Texas Astronomers Revive Idea For 'Ultimately Large Telescope' On the Moon

A group of astronomers from The University of Texas at Austin has revived an idea shelved by NASA to build a lunar liquid-mirror telescope on the moon to study the first stars in the universe. "The team, led by NASA Hubble Fellow Anna Schauer, will publish their results in an upcoming issue of The Astrophysical Journal," reports Phys.Org. From the report: These first stars formed about 13 billion years ago. They are unique, born out of a mix of hydrogen and helium gasses, and likely tens or 100 times larger than the Sun. New calculations by Schauer show that a previously proposed facility, a liquid mirror telescope that would operate from the surface of the Moon, could study these stars. Proposed in 2008 by a team led by Roger Angel of The University of Arizona, this facility was called the Lunar Liquid-Mirror Telescope (LLMT). NASA had done an analysis on this proposed facility a decade ago, but decided not to pursue the project. According to Niv Drory, a senior research scientist with UT Austin's McDonald Observatory, the supporting science on the earliest stars did not exist at that point. "This telescope is perfect for that problem," he said. The proposed lunar liquid-mirror telescope, which Schauer has nicknamed the "Ultimately Large Telescope," would have a mirror 100 meters in diameter. It would operate autonomously from the lunar surface, receiving power from a solar power collection station on the Moon, and relaying data to satellite in lunar orbit. Rather than coated glass, the telescope's mirror would be made of liquid, as it's lighter, and thus cheaper, to transport to the Moon.

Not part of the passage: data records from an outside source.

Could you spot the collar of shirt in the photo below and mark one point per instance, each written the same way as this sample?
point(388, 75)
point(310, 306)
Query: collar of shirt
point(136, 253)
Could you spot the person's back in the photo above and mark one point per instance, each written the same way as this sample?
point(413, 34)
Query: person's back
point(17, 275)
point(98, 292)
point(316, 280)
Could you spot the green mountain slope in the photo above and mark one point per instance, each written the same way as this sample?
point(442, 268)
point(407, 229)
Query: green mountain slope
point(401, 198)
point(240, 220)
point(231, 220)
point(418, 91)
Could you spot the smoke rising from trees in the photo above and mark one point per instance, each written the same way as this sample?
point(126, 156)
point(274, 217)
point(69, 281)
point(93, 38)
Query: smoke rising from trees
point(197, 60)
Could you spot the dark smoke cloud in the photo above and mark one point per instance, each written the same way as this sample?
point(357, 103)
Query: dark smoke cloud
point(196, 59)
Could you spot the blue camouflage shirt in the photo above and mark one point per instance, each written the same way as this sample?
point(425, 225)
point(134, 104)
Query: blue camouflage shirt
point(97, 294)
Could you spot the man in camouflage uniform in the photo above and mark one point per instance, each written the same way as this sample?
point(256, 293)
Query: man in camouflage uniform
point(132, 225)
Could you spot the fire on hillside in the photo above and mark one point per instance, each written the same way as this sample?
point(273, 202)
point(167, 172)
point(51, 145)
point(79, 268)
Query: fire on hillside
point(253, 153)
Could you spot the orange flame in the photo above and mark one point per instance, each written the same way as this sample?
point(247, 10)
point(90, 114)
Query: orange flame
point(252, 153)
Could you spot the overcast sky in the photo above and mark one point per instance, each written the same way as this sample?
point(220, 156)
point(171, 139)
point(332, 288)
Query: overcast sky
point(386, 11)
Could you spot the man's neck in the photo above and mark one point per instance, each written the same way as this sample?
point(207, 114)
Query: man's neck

The telescope's mirror would be a spinning vat of liquid, topped by a metallic -- and thus reflective -- liquid. (Previous liquid mirror telescopes have used mercury.) The vat would spin continuously, to keep the surface of the liquid in the correct paraboloid shape to work as a mirror. The telescope would be stationary, situated inside a crater at the Moon's north or south pole. To study the first stars, it would stare at the same patch of sky continuously, to collect as much light from them as possible. The team is proposing that the astronomical community revisit the shelved plan for a lunar liquid-mirror telescope, as a way to study these first stars in the universe.